Figures & data
Figure 1. Expression of survivin truncations and their ability to protect cells from death threats. (A and B) 3D models of the crystal structure of (A) the survivin homodimer (1F3H), and (B) survivin bound to the NH2 terminus of borealin (2RAW). Models were created using UCSF Chimera Modeling software Citation29. (A) Survivin monomers are shown in light and dark gray. The terminal 22 amino acids removed in survivin1–120 are indicated in red, the NH2 terminus of survivin is shown in green. Note that only amino acids 6–10 are highlighted as residues 1–5 remain unresolved. (B) The NH2 terminus of borealin is indicated in blue. (C) An immunoblot showing expression of the ectopic forms of survivin in each stable line; tubulin indicates loading. (D) Fluorescence imaging reveals that all forms examined are predominantly cytoplasmic. Scale bar 5 μm. (E) Caspase activity assay in response to TRAIL treatment over 90 minutes expressed in relative fluorescence units (RFU). Error bars indicate standard deviation from the mean. (F) Clonogenic survival in response to X-irradiation plotted on a logarithmic scale. Experiments were performed in triplicate, 3 independent times.
Figure 2. Survivin truncations mislocalise during mitosis. (A–C) Exponentially growing HeLa cells expressing (A) survivin-GFP (WT); (B) survivin1–120-GFP and (C) survivin 11–142-GFP as indicated, were stained with NucBlue and imaged live. (D) Anaphase cells were fixed with formaldehyde and immunoprobed with anti-tubulin antibodies to show the integrity of the central spindle in the different lines. Scale bars 5 μm. (E) Analysis of mitotic stages of cells 120 minutes post-release from DMA-induced mitotic arrest.

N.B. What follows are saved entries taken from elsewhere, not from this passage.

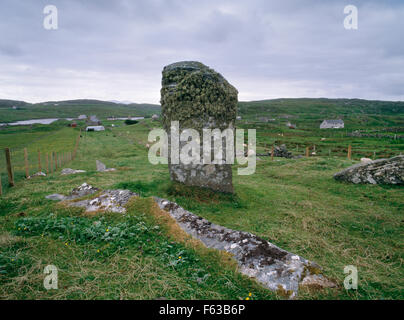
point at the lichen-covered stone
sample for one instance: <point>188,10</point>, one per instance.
<point>198,97</point>
<point>275,268</point>
<point>381,171</point>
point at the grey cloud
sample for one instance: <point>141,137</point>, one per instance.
<point>116,49</point>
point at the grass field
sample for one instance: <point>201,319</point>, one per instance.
<point>294,203</point>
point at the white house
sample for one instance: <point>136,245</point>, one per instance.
<point>95,128</point>
<point>332,124</point>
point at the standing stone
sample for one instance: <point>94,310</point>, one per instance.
<point>199,98</point>
<point>100,165</point>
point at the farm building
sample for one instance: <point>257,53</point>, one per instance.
<point>332,124</point>
<point>95,128</point>
<point>93,121</point>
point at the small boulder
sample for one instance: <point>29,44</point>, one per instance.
<point>55,197</point>
<point>381,171</point>
<point>67,171</point>
<point>366,160</point>
<point>102,167</point>
<point>38,174</point>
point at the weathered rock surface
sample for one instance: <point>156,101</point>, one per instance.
<point>67,171</point>
<point>79,192</point>
<point>382,171</point>
<point>38,174</point>
<point>108,200</point>
<point>275,268</point>
<point>102,167</point>
<point>199,98</point>
<point>282,151</point>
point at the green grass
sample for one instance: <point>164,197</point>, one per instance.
<point>295,204</point>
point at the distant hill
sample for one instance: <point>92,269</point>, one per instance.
<point>305,112</point>
<point>11,103</point>
<point>310,112</point>
<point>72,109</point>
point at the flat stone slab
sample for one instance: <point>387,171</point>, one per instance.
<point>381,171</point>
<point>109,200</point>
<point>79,192</point>
<point>101,167</point>
<point>273,267</point>
<point>38,174</point>
<point>67,171</point>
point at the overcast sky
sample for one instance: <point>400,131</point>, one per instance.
<point>116,50</point>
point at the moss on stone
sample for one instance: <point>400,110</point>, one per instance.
<point>194,94</point>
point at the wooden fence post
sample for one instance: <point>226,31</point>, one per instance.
<point>76,146</point>
<point>39,161</point>
<point>26,163</point>
<point>47,164</point>
<point>51,162</point>
<point>9,168</point>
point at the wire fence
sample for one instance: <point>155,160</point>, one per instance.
<point>19,164</point>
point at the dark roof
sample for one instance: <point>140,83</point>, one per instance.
<point>334,121</point>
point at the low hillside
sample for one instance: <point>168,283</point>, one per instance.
<point>294,203</point>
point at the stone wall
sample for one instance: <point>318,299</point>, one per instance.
<point>198,97</point>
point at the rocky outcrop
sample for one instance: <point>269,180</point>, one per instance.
<point>282,152</point>
<point>108,200</point>
<point>198,98</point>
<point>382,171</point>
<point>101,167</point>
<point>79,192</point>
<point>67,171</point>
<point>275,268</point>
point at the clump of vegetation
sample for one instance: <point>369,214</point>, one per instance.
<point>129,122</point>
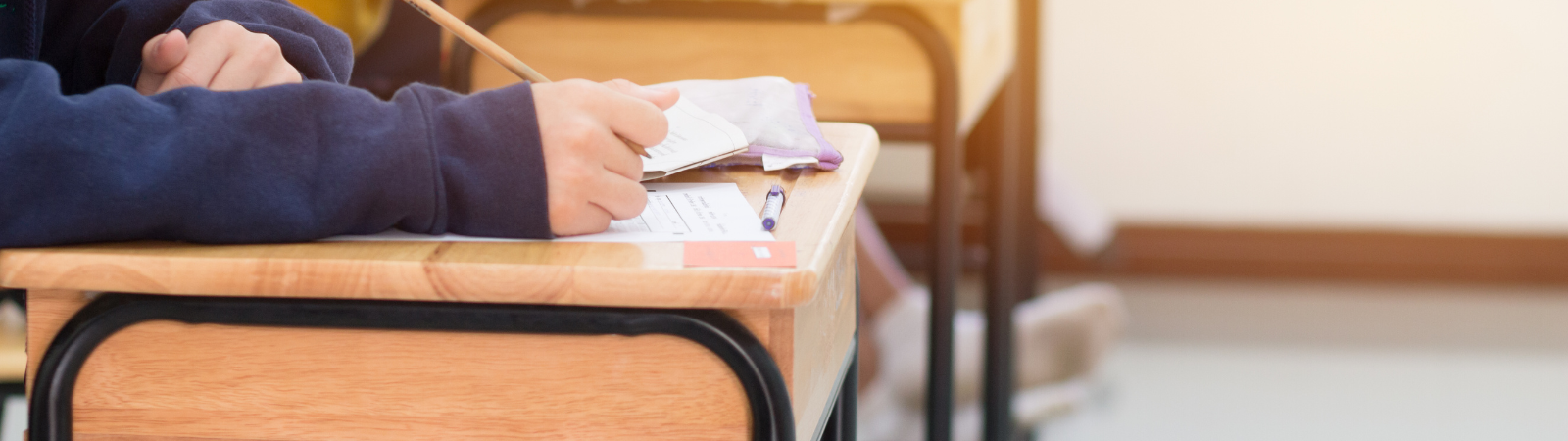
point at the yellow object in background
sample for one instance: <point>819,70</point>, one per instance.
<point>361,20</point>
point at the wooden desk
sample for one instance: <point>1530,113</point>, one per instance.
<point>165,380</point>
<point>917,70</point>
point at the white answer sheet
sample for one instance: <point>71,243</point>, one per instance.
<point>676,212</point>
<point>697,137</point>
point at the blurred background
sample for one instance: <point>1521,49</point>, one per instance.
<point>1338,220</point>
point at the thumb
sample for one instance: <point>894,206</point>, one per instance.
<point>161,55</point>
<point>165,52</point>
<point>663,98</point>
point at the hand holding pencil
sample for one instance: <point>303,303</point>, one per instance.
<point>483,44</point>
<point>585,130</point>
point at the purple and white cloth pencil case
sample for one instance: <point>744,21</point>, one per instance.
<point>773,114</point>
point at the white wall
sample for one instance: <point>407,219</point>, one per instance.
<point>1434,115</point>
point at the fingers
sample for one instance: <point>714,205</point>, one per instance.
<point>224,57</point>
<point>662,98</point>
<point>281,75</point>
<point>634,118</point>
<point>253,65</point>
<point>619,159</point>
<point>157,57</point>
<point>209,51</point>
<point>621,198</point>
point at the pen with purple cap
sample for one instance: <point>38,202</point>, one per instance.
<point>772,208</point>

Figure 3. Mitotic competency of survivin truncations. Endogenous survivin was removed by siRNA from cells expressing survivin1–120-GFP (A) or survivin 11–142-GFP. (B) 72 h later cells were fixed and immunoprobed with anti-tubulin antibodies (red) and counterstained with DAPI (blue). Scale bars 5 μm. (C) Immunoblotting with anti-survivin antibodies confirming removal of the endogenous protein, and resistance of the ectopic form. Tubulin is shown to indicate equality in loading. C = control, S = survivin specific siRNA. (D) Cell proliferation over 72h was assessed using a metabolic (resazurin) assay. Average and standard deviation of cell number is plotted on the Y-axis. (E) Analysis of cell condition 72h post-siRNA treatment in each population, viewed in real time by fluorescence imaging using GFP and NucBlu signals.
Figure 4. C-terminal truncation inhibits borealin interaction and inhibits mitosis. (A) To determine viability over a longer period, cells treated for 72 h with siRNA were re-seeded at low density and the resultant clonal morphologies assessed 7 d later. Scale bar 50 μm. The number of colonies that formed as expressed in the top left corner as a percentage of colonies on control siRNA treated plates. (B) Quantitation of the percentage of cells that are mononucleated, binucleated, apoptotic or mitotic within individual colonies. (C) Average number of cells in each colony and the standard deviation from the mean. (D) Immunoprecipitation using anti-GFP antibodies and immunoblot analysis to assess interaction with endogenous borealin. Equality of borealin expression is indicated in lower panel which is an immunoblot of whole cell extracts. (E) Immunofluorescence of fixed cells in prometaphase or anaphase, probed with anti-borealin antibodies, and visualised with Cy5 anti-rabbit secondary antibodies. Bar, 5 μm.